Mas como se encontra fatos em conversas com clientes?

Focando a conversa na vida deles como ela é e como ela foi. Quando você está explorando, você quer saber o que aconteceu e como aconteceu para tentar entender por que aconteceu. Entender isto é a base para começar a ter conversas realmente produtivas, aquelas que geram insights acionáveis.

Todo o resto, principalmente as opiniões, são bobagens. Então, da próxima vez que você quiser fazer a pergunta da varinha, faça-a pelo menos do jeito honesto:

“Se existisse uma varinha mágica… que bobagem você diria para mim?”

Nunca vai ser fácil criar ou melhorar produtos

Quando o assunto é produto (ou empreender em geral), cada vez mais aparecem as “estratégias” extretamente reducionistas.

“É só criar uma landing page e ver se as pessoas tentam comprar”

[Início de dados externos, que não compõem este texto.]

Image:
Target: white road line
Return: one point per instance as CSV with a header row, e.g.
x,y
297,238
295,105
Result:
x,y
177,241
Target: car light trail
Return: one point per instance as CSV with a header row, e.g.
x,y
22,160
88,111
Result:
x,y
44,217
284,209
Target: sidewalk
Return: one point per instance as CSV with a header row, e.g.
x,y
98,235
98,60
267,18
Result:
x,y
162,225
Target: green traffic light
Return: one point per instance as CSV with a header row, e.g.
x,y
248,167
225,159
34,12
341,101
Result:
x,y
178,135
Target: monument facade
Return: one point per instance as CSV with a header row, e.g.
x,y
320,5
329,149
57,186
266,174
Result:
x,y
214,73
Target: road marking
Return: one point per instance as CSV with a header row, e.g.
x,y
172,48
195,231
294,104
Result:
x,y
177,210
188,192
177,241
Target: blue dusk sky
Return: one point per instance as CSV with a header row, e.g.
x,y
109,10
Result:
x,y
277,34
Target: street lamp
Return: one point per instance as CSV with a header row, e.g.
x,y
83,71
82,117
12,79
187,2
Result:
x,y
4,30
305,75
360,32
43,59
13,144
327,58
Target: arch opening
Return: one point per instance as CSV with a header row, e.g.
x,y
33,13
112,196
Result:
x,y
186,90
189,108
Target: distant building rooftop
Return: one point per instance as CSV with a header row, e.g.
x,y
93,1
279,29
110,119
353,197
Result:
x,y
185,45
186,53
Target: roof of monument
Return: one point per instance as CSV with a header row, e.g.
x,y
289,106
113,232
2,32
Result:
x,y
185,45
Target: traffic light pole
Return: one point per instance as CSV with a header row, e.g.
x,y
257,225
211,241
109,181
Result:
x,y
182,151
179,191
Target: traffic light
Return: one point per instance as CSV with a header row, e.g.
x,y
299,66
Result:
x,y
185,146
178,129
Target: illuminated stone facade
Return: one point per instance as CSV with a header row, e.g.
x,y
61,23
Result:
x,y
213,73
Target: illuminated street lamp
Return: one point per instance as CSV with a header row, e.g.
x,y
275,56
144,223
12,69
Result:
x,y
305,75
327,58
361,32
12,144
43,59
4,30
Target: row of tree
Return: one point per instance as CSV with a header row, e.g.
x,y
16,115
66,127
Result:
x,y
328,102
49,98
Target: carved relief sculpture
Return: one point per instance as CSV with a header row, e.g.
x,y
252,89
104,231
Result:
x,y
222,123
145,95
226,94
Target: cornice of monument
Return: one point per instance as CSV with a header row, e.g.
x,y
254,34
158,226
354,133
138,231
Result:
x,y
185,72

“É só perguntar para as pessoas se elas comprariam um produto que fizesse X, Y ou Z”

“É só criar um MVP”

“É só testar, aprender e mudar”

“É só conversar com os clientes”

Mas o que incluir na landing page? Como avaliar a demanda? O que validar em relação ao produto? Com quem conversar? Como definir o MVP?

Nunca vai ser fácil tomar essas decisões e executar essas estratégias. Sempre será necessário pensamento crítico, o que infelizmente está em falta no mercado. Não há uma única estratégia ou fórmula que vai garantir o sucesso ou, até mesmo, “apenas” aumentar suas chances.

Entretanto, ter uma visão objetiva, madura e criativa sobre como podemos aprender com os clientes ainda pode fazer toda a diferença. Mas é importante lembrar que não nada disso se resume a algo que “é só fazer”.

Na minha experiência como gerente de produto, depois de conversar com outros profissionais, criar produtos que não serviam para ninguém e “acertar” mais em alguns projetos, noto que há, em linhas gerais, três níveis de maturidade em relação a construção/melhoria de produtos e clientes.

1) “Não precisamos falar com ninguém”

Esse é o clássico onde as pessoas que estão trabalhando no produto já sabem tudo o que precisa ser feito. Quando alguém os indaga sobre a necessidade de conversar com os clientes eles dizem que o Henry Ford uma vez disse que “se eu perguntasse para as pessoas… blá, blá, blá”.

Depois de apanhar do mercado, alguns passam para o segundo nível…

2) “Vamos perguntar o que precisamos construir”

Quem está nesse nível, está porque foi traumatizado pelo fracasso no primeiro ou ouviu alguém dizer que “é só conversar com os clientes”. É fácil identificar a inversão total de papéis na forma de perguntas diretas sobre o que construir ou pela maldita pergunta da varinha mágica.

Embora se tenha mais chances do que no primeiro nível (pode ser que se tenha a sorte de conversar com alguém que entenda muito bem seu mercado), depois de construir um pequeno monstrinho cheio de funcionalidades que atendem 14 tipos de clientes, alguns profissioanis percebem que a responsabilidade da solução é deles e que o cliente entende mesmo é do problema.

3) “Se eu fazer as perguntas certas, eles me explicarão o problema”

Aqui as coisas começam a tomar forma, começam a realmente fazer sentido. Quando fazemos as perguntas certas é possível aprender muito sobre qualquer problema.

Mas, é claro, ainda assim há uma condição extremamente importante, as perguntas devem ser as certas. E para fazê-las é necessário muita prática e estudo. Particularmente, eu desconheço material melhor que o livro “O Teste da Mãe” do Rob Fitzpatrick quando assunto é aprender a conversar com clientes do jeito certo.

Entender bem a separação dos conhecimentos (cliente = problema, produtor = solução) e aplicar as técnicas corretas durante as conversas traz muita clareza para a criação ou melhoria de produtos. Nesse nível, as certezas são questionadas e a curiosidade legítima ganha seu merecido espaço. Nesse espaço a criatividade começa a emitir notas fiscais e, assim, vira inovação.

Então, da próxima vez que o assunto for entender os clientes, vamos precisar de uma varinha mágica ou de fatos?